Minister Jeanine Hennis stuurt vandaag of morgen een definitief aankoopbesluit voor de Joint Strike Fighter naar de Kamer. Als er niets meer mis gaat, tekent ze begin 2015 de contracten met fabrikant Lockheed Martin. De kosten voor 37 gloednieuwe gevechtsvliegtuigen bedragen 4,5 miljard, maar toch blijkt dit nauwelijks genoeg om vier toestellen permanent voor missies in te zetten. Hoe kan dat?

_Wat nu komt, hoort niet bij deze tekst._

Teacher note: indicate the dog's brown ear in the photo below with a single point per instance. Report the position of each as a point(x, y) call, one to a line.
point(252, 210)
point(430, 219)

Het antwoord luidt: die 37 toestellen zijn net genoeg voor de basistaken van de luchtmacht als training en bewaking van het Nederlandse luchtruim. Dan blijft er dus nauwelijks capaciteit over voor andere inzet. Zo zullen er vijf van de Nederlandse toestellen permanent in Texas staan, waar toekomstige luchtmachtpiloten samen met Amerikaanse collega's een basisopleiding volgen. Voor de 32 toestellen in Nederland zijn er 37 getrainde piloten. Bij een veel groter aantal piloten dan vliegtuigen zouden de toestellen alleen al voor opleiding en training dusdanig worden belast dat ze sneller slijten en de exploitatiekosten flink stijgen.

Defensie gaat ervan uit dat van de 37 piloten gemiddeld acht niet beschikbaar zijn vanwege ziekte, verlof of studie. Van de resterende 29 zijn 20 bezig met training en bewaking van het Nederlandse luchtruim. Intensieve training is nodig omdat taken als luchtgevechten niet voorkomen bij een missie zoals in Afghanistan of Irak, en de Navo hoge kwaliteitseisen stelt aan een (leidende) rol bij operaties.

Dan blijven er negen piloten over om vier toestellen op missie te bemannen. Dat grotere aantal piloten is nodig voor een roulatiesysteem bij de lange en intensieve missievluchten, of om meerdere vluchten per dag uit te voeren. Maar of negen piloten haalbaar zijn, acht de Algemene Rekenkamer niet volledig onderbouwd. Defensie gaat ervan uit dat de luchtruimbewaking vanaf 2016 samen met België gedaan wordt, maar daarover zijn nog geen definitieve afspraken gemaakt. En als de JSF met onderhoudsproblemen te maken krijgt, zoals veel wapensystemen bij Defensie, kunnen ze minder worden ingezet.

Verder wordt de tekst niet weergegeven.